Google Glass vs. Apple IWatch

    For just some perspective on the new efforts from Google and Apple to define portability in the digital age I thought I would go back to the mid 1970's version of this effort.


 I had just purchased a Radio Shack Color Computer , pictured above, for over $500 and hooked it up to a portable TV to begin my computer experience.   I had to pay the additional $200 to get 32K memory on the hard drive from the standard 16K memory. You had to program any software you wanted to run on this computer and save the program to a tape recorder tape.  Portability was still a long way off.  I happened to hear about a vendor in a local office building that was selling a "portable" computer called an Osborne.

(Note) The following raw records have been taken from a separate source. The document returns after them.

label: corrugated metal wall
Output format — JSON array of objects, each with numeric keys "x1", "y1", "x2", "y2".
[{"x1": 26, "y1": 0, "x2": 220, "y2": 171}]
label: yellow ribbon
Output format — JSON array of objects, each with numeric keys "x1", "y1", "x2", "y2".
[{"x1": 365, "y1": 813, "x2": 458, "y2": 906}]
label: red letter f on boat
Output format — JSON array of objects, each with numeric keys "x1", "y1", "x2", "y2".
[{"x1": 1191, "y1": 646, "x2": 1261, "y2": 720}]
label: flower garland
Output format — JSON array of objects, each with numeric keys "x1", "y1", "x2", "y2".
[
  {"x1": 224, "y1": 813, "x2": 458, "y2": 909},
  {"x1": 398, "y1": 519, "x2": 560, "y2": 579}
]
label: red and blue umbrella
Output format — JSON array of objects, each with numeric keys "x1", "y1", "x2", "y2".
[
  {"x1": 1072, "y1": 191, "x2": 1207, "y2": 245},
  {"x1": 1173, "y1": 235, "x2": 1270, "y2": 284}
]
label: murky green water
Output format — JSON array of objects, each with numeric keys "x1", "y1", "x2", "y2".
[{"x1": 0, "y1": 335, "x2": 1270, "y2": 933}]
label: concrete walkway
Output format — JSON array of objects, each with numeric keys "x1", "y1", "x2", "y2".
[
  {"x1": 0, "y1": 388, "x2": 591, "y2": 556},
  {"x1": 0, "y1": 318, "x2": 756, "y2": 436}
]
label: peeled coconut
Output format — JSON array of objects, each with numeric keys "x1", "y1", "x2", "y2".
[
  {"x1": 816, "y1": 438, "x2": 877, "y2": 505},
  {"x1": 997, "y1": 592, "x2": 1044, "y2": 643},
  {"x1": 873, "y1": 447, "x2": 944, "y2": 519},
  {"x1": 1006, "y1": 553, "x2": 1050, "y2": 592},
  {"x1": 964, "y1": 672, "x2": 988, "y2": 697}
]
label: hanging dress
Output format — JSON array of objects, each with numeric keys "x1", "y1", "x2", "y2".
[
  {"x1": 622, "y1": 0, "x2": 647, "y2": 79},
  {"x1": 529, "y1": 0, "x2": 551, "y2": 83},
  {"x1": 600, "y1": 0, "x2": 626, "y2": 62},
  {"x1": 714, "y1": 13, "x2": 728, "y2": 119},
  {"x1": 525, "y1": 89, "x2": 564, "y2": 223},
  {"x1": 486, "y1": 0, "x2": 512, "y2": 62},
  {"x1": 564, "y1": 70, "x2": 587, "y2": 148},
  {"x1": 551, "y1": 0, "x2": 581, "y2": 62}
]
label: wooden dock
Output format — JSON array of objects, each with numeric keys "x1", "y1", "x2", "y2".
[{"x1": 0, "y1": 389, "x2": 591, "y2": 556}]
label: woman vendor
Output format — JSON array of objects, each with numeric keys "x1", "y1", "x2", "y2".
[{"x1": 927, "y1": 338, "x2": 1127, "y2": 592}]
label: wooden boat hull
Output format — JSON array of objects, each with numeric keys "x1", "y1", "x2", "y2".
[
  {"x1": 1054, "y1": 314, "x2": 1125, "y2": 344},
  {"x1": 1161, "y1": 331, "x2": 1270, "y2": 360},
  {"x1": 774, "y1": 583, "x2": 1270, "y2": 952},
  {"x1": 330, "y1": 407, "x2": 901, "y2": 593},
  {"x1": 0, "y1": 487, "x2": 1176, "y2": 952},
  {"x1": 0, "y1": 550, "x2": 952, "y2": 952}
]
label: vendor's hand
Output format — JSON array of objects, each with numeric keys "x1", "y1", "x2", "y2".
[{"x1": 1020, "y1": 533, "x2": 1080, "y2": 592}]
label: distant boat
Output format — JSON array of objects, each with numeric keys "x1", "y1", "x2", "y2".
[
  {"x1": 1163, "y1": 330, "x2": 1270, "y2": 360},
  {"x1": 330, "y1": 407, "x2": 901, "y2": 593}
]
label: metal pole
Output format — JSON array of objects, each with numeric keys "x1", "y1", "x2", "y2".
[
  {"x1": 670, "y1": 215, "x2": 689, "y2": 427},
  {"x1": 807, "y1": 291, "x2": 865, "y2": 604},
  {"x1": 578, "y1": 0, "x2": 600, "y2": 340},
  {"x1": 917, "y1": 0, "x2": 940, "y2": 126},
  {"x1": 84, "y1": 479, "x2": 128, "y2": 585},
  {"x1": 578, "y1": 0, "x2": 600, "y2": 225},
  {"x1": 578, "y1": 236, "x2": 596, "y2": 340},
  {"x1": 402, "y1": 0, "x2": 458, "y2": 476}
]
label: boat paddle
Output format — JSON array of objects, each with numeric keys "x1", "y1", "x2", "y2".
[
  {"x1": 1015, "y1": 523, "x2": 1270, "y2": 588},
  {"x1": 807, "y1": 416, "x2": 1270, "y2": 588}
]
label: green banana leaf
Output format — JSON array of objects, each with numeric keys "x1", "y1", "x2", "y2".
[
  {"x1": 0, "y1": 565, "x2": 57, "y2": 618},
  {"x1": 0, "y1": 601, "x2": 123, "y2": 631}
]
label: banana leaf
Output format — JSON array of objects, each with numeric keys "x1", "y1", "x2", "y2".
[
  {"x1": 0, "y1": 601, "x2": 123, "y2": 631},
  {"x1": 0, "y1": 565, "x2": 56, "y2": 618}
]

     The Osborne, shown above, folded up like a suitcase and was about 24 pounds with 64K hard drive, a small 5 inch green screen and sold for just under $2,000.  I went over to look at it out of curiosity with no real intent to spend that much money on a computer.   Little did we realize that someday we could carry a computer with us in our pocket with a smart phone.
 


     Fast forward to 2014 and we now see how far portability in computing has come with Google Glass and this week with the Apple IWatch.  The old idea from Dick Tracy of a wrist watch for just talking is so out of date with our digital world.  So how do you use something so small?  At what point does making something smaller make it too difficult to use with your hand and fingers.The Google Glass operates with a voice command system and the IWatch  tries to address this issue through innovative design.  What we are probably looking at is a move away from interfacing with computer technology that was invented during the time of desktop computing.  The smaller products will continue to interface with the users in ways that will create new ways to access and interface with the hardware.  This transition is not dissimilar to when we transitioned from sitting down at a desk to use a computer to carrying our computer in our pocket.  Ultimately the success of the IWatch might depend on what apps are created with the IWatch in mind that makes the IWatch a useful tool to process.  Look for all types of exercise apps developed for the IWatch. I wouldn't be surprised to see runners and other athletes to use the IWatch in place of the existing cardio rate monitors.  Remember when the IPhone was launched no one really knew that apps were going to be what made this a product everyone wanted.  Making phone calls is only the third most use of the IPhone after apps and texting.
     Possibly the most far reaching new innovation to come out with the new IWatch is the IPay system that Apple has developed.  For right now the information on your purchases made with IPay can be sold to marketers and open a new revenue source for Apple similar to what has powered Google's revenue. But a future revenue source may even be more profitable.  Companies that send you a monthly bills have been looking at how they can get you to use technology to give you the opportunity to charge your purchases on their billing systems.  They would like to take the credit card business away from the banks.  Verizon has looked at the use of smart phones to make our purchases which would show up on our Verizon bills.  This would allow them to charge interest on bills not paid in full.  Interest on unpaid bills is where the money is.  Is IPay just another way for Apple to get into the business of making money on charging interest?  It is not hard to image a time in the not too distant future for the end of the credit card business as we know it now.  The credit card business has too much potential profit for other businesses not to look at how new technology gives them an opportunity to tap into some of this profit.  This would be a real game changer for banks who have long relied on interest on credit cards to be a huge profit center.  I don't feel sorry for the future of banks as they seem very capable of coming up with new profit centers.  The only real threat for banks that I see is to the bank buildings as banking is moving to being online businesses.  Going into a bank and interacting with a real person is something that may go the way of the old bank passbook.

P.S.
    Ken Burns and PBS have teamed up again for a documentary.  The Roosevelts starts this weekend.  TV worth watching.

P.S.1
    As a coincidence next week I start a free online course on the Constitution that is being taught by Teddy Roosevelt's great, great grandson.  I may blog on this in the future.

#hocotech

1 comment:

Chris Bachmann said...

Glass and the iWatch are two different things with different purposes. It's better to compare the Android Wear (Google's watches which have been out for a while) and the iWatch.